2. Promotion should be testable on the spot
When both promotion and non-promotion are legal, the GUI shows a popup and lets the user choose.

That makes it easy to test whether promotion-zone behavior is implemented correctly. At this stage, these small checks matter a lot more than they may look.
3. Terminal states should be obvious
Checkmate and resignation are displayed clearly so they are hard to miss.

The terminal logic itself lives in the engine, but if the GUI does not show it clearly, it is still hard to tell whether a game really ended correctly. Checkmate, repetition, and entering-king declaration wins are already implemented in the internal logic, so the GUI is mainly there to make those outcomes easy for a human to verify.
The terminal-state code is also fairly direct. It checks entering-king conditions, repetition, whether legal moves remain, and whether the side to move is in check.
def terminal_result(position: Position) -> TerminalResult:
entering_king = entering_king_declaration_result(position, position.side_to_move)
if entering_king is not None:
return entering_king
if is_repetition(position):
return TerminalResult(status=TerminalStatus.REPETITION, winner=None)
legal_moves = generate_legal_moves(position)
if legal_moves:
return TerminalResult(status=TerminalStatus.ONGOING, winner=None)
if is_in_check(position, position.side_to_move):
return TerminalResult(
status=TerminalStatus.CHECKMATE,
winner=position.side_to_move.opponent.value,
)
return TerminalResult(status=TerminalStatus.STALEMATE, winner=None)
Being able to confirm this directly in the GUI helps test both sides at once: whether the terminal-state logic is correct, and whether the result is communicated clearly enough to a human user.
The Priority Was Validation, Not Fancy Visuals
This GUI is built with Tkinter. I prioritized development speed and debugging efficiency over visual polish.
Internally, it reuses the same codebase for:
- board state management
- legal move generation
- position evaluation
negamaxsearchMCTS- state transitions for self-play
So this is not just a board display app. It is a frontend designed to remain useful later when checking self-play and training behavior.

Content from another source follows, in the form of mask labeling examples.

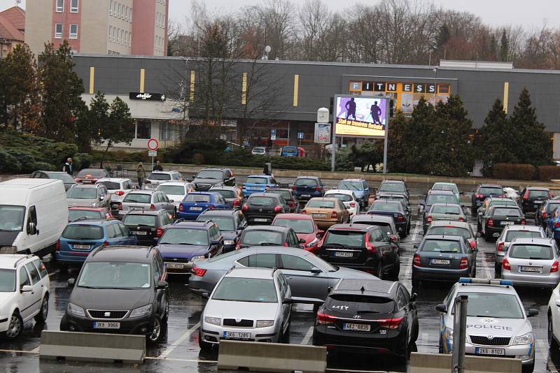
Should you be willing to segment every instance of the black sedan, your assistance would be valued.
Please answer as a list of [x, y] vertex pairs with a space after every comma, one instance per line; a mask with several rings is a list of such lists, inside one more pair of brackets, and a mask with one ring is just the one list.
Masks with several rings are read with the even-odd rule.
[[418, 338], [415, 300], [400, 282], [343, 279], [317, 312], [313, 344], [329, 351], [389, 353], [406, 363]]

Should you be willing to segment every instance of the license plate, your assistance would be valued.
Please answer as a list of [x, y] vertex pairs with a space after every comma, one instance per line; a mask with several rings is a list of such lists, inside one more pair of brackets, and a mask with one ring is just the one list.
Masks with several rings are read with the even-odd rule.
[[94, 321], [94, 329], [120, 329], [120, 323], [108, 323], [106, 321]]
[[224, 332], [225, 339], [251, 339], [251, 333], [245, 332]]
[[505, 349], [486, 349], [485, 347], [476, 347], [475, 349], [475, 353], [477, 355], [498, 355], [500, 356], [505, 356]]
[[451, 264], [451, 261], [449, 259], [432, 259], [430, 261], [432, 264], [438, 264], [440, 265], [449, 265]]
[[540, 273], [540, 267], [527, 267], [526, 265], [521, 265], [519, 266], [519, 270], [521, 272], [529, 272], [532, 273]]
[[365, 324], [342, 324], [343, 330], [357, 330], [358, 332], [370, 332], [372, 330], [370, 325]]

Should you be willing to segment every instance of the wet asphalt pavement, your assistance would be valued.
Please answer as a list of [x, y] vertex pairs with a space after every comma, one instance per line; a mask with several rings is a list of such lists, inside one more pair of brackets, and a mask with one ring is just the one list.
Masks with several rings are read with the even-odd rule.
[[[239, 180], [241, 182], [241, 180]], [[279, 180], [288, 182], [288, 180]], [[335, 181], [326, 181], [328, 186]], [[410, 185], [413, 212], [417, 213], [416, 203], [426, 193], [427, 185]], [[459, 186], [461, 188], [461, 186]], [[470, 198], [470, 197], [468, 197]], [[468, 196], [463, 197], [465, 205], [470, 205]], [[475, 221], [470, 218], [476, 230]], [[528, 224], [533, 221], [528, 219]], [[399, 280], [412, 291], [412, 263], [413, 245], [421, 240], [421, 223], [417, 214], [413, 221], [410, 235], [401, 240], [400, 274]], [[477, 277], [494, 277], [494, 242], [478, 239], [479, 251], [477, 258]], [[64, 313], [70, 289], [66, 280], [77, 275], [59, 271], [55, 263], [45, 259], [50, 274], [50, 298], [49, 315], [45, 325], [30, 321], [25, 324], [25, 330], [19, 340], [8, 342], [0, 339], [0, 372], [161, 372], [169, 371], [211, 372], [217, 370], [216, 351], [201, 353], [198, 347], [198, 327], [200, 314], [205, 301], [190, 293], [186, 279], [172, 278], [170, 281], [169, 319], [167, 342], [157, 347], [150, 347], [148, 358], [143, 365], [118, 364], [94, 364], [66, 361], [40, 361], [38, 356], [41, 331], [44, 329], [58, 330], [60, 319]], [[451, 287], [450, 284], [423, 285], [416, 291], [420, 332], [416, 342], [419, 352], [438, 352], [438, 314], [435, 306], [441, 302]], [[560, 352], [550, 352], [547, 342], [547, 305], [550, 291], [518, 288], [525, 309], [536, 308], [538, 316], [532, 318], [533, 330], [537, 337], [536, 372], [556, 372], [560, 367]], [[292, 314], [290, 343], [311, 344], [314, 321], [312, 306], [295, 305]], [[328, 367], [331, 372], [347, 370], [407, 372], [408, 367], [399, 365], [387, 356], [339, 356], [329, 358]]]

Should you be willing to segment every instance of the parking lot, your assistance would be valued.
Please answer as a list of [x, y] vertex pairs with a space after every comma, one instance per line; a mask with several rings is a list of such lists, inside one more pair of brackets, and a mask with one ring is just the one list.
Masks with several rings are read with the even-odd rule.
[[[241, 181], [241, 180], [239, 180]], [[288, 180], [279, 180], [287, 182]], [[334, 184], [334, 180], [327, 181], [328, 186]], [[410, 186], [413, 211], [418, 207], [414, 201], [426, 193], [428, 186]], [[465, 198], [466, 200], [466, 196]], [[476, 229], [475, 222], [470, 218]], [[533, 224], [528, 220], [528, 224]], [[416, 217], [411, 234], [401, 241], [400, 274], [399, 279], [412, 290], [411, 276], [413, 245], [421, 239], [421, 224]], [[477, 261], [477, 277], [493, 278], [493, 242], [486, 242], [479, 238], [479, 252]], [[22, 337], [15, 342], [0, 342], [0, 363], [6, 372], [72, 372], [78, 369], [94, 372], [164, 372], [169, 370], [197, 369], [200, 372], [212, 372], [217, 370], [216, 360], [217, 351], [201, 353], [198, 347], [198, 327], [204, 300], [190, 292], [183, 277], [171, 278], [169, 326], [167, 342], [157, 347], [148, 347], [148, 358], [140, 367], [115, 365], [94, 365], [90, 363], [70, 363], [66, 362], [39, 361], [38, 349], [41, 330], [43, 328], [57, 330], [64, 313], [70, 289], [66, 280], [75, 277], [76, 272], [69, 274], [60, 271], [56, 265], [46, 258], [51, 279], [51, 296], [50, 313], [46, 325], [27, 323]], [[417, 307], [420, 323], [420, 333], [416, 342], [419, 352], [437, 353], [438, 349], [438, 314], [435, 306], [447, 295], [450, 284], [428, 284], [419, 289]], [[550, 291], [518, 289], [526, 309], [536, 308], [540, 315], [531, 319], [537, 337], [536, 365], [535, 372], [557, 372], [560, 366], [560, 353], [549, 353], [547, 342], [547, 305], [550, 296]], [[311, 344], [315, 315], [310, 305], [295, 305], [292, 314], [290, 343]], [[399, 365], [395, 360], [384, 356], [371, 358], [356, 357], [350, 355], [330, 358], [328, 367], [331, 371], [390, 371], [407, 372], [408, 367]]]

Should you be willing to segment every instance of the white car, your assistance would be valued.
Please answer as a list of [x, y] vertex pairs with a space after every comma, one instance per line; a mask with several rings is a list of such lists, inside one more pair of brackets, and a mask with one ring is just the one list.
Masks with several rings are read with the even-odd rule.
[[0, 332], [14, 340], [23, 324], [48, 314], [50, 281], [45, 265], [34, 255], [0, 254]]
[[330, 189], [325, 192], [325, 197], [338, 198], [342, 201], [351, 217], [358, 214], [360, 209], [360, 203], [356, 198], [356, 194], [352, 191], [344, 189]]

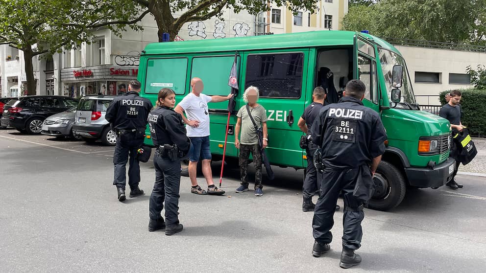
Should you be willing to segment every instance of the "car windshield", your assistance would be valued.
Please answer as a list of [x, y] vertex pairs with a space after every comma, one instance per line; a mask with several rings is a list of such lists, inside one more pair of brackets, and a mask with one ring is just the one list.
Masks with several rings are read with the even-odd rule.
[[383, 72], [383, 76], [385, 77], [385, 81], [386, 83], [388, 97], [391, 97], [391, 90], [393, 89], [391, 85], [391, 75], [393, 66], [395, 65], [400, 65], [403, 67], [403, 84], [400, 88], [402, 93], [401, 102], [396, 106], [396, 108], [408, 110], [419, 110], [415, 100], [413, 90], [412, 89], [410, 78], [409, 77], [405, 60], [401, 56], [396, 53], [383, 48], [378, 49], [378, 53], [380, 56], [381, 69]]

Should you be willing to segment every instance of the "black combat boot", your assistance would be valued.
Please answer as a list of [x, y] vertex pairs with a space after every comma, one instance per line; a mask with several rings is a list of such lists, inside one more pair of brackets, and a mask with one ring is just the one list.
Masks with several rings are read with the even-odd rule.
[[130, 189], [130, 198], [136, 197], [139, 195], [142, 195], [142, 194], [144, 194], [144, 191], [140, 189], [140, 188], [138, 187], [138, 186], [137, 186], [136, 188]]
[[339, 266], [341, 268], [349, 268], [360, 263], [361, 263], [361, 256], [355, 253], [354, 250], [349, 249], [343, 246]]
[[159, 229], [163, 229], [166, 228], [166, 222], [164, 221], [164, 218], [160, 218], [157, 220], [150, 219], [148, 222], [148, 231], [155, 231]]
[[314, 245], [312, 247], [312, 255], [314, 257], [320, 257], [330, 249], [331, 247], [329, 244], [314, 242]]
[[302, 211], [307, 212], [308, 211], [314, 211], [316, 208], [316, 205], [312, 203], [312, 198], [304, 198], [304, 202], [302, 203]]
[[123, 188], [117, 187], [117, 190], [118, 191], [118, 201], [122, 202], [126, 199], [125, 196], [125, 190]]
[[170, 225], [166, 228], [166, 235], [170, 236], [180, 232], [182, 231], [182, 228], [183, 228], [184, 227], [182, 226], [182, 224], [179, 224], [178, 222], [177, 222], [177, 224]]

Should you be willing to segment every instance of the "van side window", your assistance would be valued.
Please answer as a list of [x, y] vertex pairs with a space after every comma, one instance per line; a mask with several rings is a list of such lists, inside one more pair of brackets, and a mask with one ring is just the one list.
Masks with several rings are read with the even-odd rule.
[[260, 97], [299, 98], [303, 62], [302, 53], [249, 55], [245, 88], [258, 87]]
[[191, 78], [197, 77], [202, 80], [206, 95], [227, 96], [231, 91], [228, 79], [234, 62], [234, 55], [194, 57]]
[[178, 95], [186, 92], [187, 58], [151, 59], [147, 62], [146, 93], [157, 94], [170, 88]]
[[358, 77], [364, 83], [366, 91], [364, 98], [377, 103], [378, 85], [376, 78], [376, 63], [361, 55], [358, 56]]

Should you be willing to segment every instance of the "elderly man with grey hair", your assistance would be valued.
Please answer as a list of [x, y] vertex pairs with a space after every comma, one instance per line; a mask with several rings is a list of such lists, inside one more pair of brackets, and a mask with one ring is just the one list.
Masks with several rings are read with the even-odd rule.
[[[258, 88], [250, 86], [243, 94], [243, 99], [247, 103], [240, 109], [237, 116], [238, 117], [235, 130], [235, 146], [240, 149], [240, 168], [241, 171], [241, 186], [235, 191], [241, 193], [248, 190], [248, 158], [251, 153], [255, 165], [255, 195], [263, 195], [262, 188], [262, 150], [258, 140], [258, 130], [263, 131], [263, 147], [265, 149], [268, 145], [267, 128], [267, 111], [261, 105], [257, 103], [259, 97]], [[251, 117], [250, 116], [251, 115]], [[252, 121], [252, 118], [255, 125]], [[256, 125], [256, 126], [255, 126]], [[239, 139], [240, 131], [241, 136]]]

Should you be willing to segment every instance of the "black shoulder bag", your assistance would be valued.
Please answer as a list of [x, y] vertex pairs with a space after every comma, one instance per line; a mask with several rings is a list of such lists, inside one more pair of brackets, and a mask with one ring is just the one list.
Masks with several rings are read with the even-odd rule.
[[255, 126], [255, 130], [257, 131], [257, 135], [258, 136], [258, 144], [260, 144], [260, 150], [263, 150], [263, 128], [258, 128], [258, 126], [257, 126], [253, 116], [251, 115], [251, 113], [250, 112], [250, 106], [248, 104], [246, 104], [246, 112], [248, 112], [248, 115], [250, 117], [250, 119], [251, 120], [251, 123]]

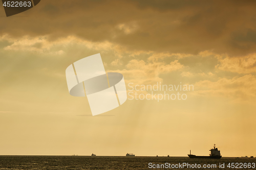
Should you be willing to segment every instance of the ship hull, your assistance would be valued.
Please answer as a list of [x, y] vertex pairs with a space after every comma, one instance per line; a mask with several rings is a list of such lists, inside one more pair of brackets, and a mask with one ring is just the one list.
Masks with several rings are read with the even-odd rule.
[[222, 156], [196, 156], [195, 155], [187, 155], [190, 158], [196, 159], [221, 159]]

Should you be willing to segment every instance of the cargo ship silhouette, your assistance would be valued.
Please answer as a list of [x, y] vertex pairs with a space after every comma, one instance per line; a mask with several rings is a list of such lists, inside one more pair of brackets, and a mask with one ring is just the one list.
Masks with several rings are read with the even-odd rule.
[[215, 144], [214, 146], [214, 149], [210, 150], [210, 154], [209, 156], [196, 156], [195, 155], [191, 154], [191, 150], [190, 151], [190, 154], [187, 155], [190, 158], [198, 158], [198, 159], [220, 159], [222, 157], [221, 155], [221, 151], [219, 151], [217, 148], [215, 148]]
[[135, 156], [135, 155], [134, 155], [134, 154], [129, 154], [129, 153], [127, 153], [126, 155], [126, 156]]

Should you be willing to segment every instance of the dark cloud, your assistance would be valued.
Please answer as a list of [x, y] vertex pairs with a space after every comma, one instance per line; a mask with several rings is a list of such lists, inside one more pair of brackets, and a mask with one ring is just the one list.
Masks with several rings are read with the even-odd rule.
[[255, 5], [254, 1], [45, 0], [20, 14], [1, 17], [0, 34], [48, 35], [52, 39], [75, 35], [132, 50], [244, 55], [256, 50]]

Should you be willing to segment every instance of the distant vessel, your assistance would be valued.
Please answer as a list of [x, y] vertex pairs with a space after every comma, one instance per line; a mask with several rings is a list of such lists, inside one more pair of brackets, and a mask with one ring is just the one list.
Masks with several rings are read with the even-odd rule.
[[221, 155], [221, 151], [219, 151], [218, 148], [215, 148], [215, 144], [214, 146], [214, 149], [210, 150], [210, 154], [209, 156], [196, 156], [195, 155], [191, 154], [191, 150], [190, 154], [187, 155], [190, 158], [199, 158], [199, 159], [220, 159], [222, 157]]
[[129, 154], [129, 153], [127, 153], [126, 154], [126, 156], [135, 156], [135, 155], [134, 155], [134, 154]]

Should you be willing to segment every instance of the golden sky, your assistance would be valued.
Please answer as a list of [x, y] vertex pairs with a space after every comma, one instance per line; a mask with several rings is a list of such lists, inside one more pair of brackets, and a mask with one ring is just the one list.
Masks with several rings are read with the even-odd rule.
[[[194, 91], [92, 116], [65, 70], [97, 53], [127, 90]], [[0, 7], [0, 155], [207, 155], [216, 143], [256, 156], [255, 1], [44, 0], [8, 17]]]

Why This Was Useful So Early
- it helps catch weird rule-implementation behavior quickly
- it makes it easier to tell whether weak play comes from the AI itself or from broken search/terminal logic
- it becomes a base for visualizing self-play and training results later
- saved game records make it easier to revisit suspicious positions
As a tool for validating the engine before serious reinforcement learning, it has already been very useful. Simply being able to see what is happening lowers the debugging burden a lot.
What I Want to Add Next
- switch between trained checkpoints from the GUI
- make self-play progress and win rates easier to inspect
- show candidate moves and search counts in addition to evaluation history
- support loading game records
- make it easier for humans to play against models trained through reinforcement learning
Ultimately, I do not want this to end at “I made a shogi GUI.” I want to keep building on top of it until it becomes part of a real self-trained shogi AI.
The next article will focus on writing my own evaluation function and seeing how far I can get without reinforcement learning.
In other words, part two will be: “Build a custom evaluation function and try playing with zero reinforcement learning.”
Beyond that, I want to find out how much training it takes before the AI becomes strong enough that I can no longer beat it myself. I am around shodan level on Shogi Wars, so that is my personal benchmark. I also want to see whether I can realistically train it that far on my own. This time I will not feed it external game records or joseki, so it will almost certainly be a slower and more roundabout path, but that is exactly what makes it interesting.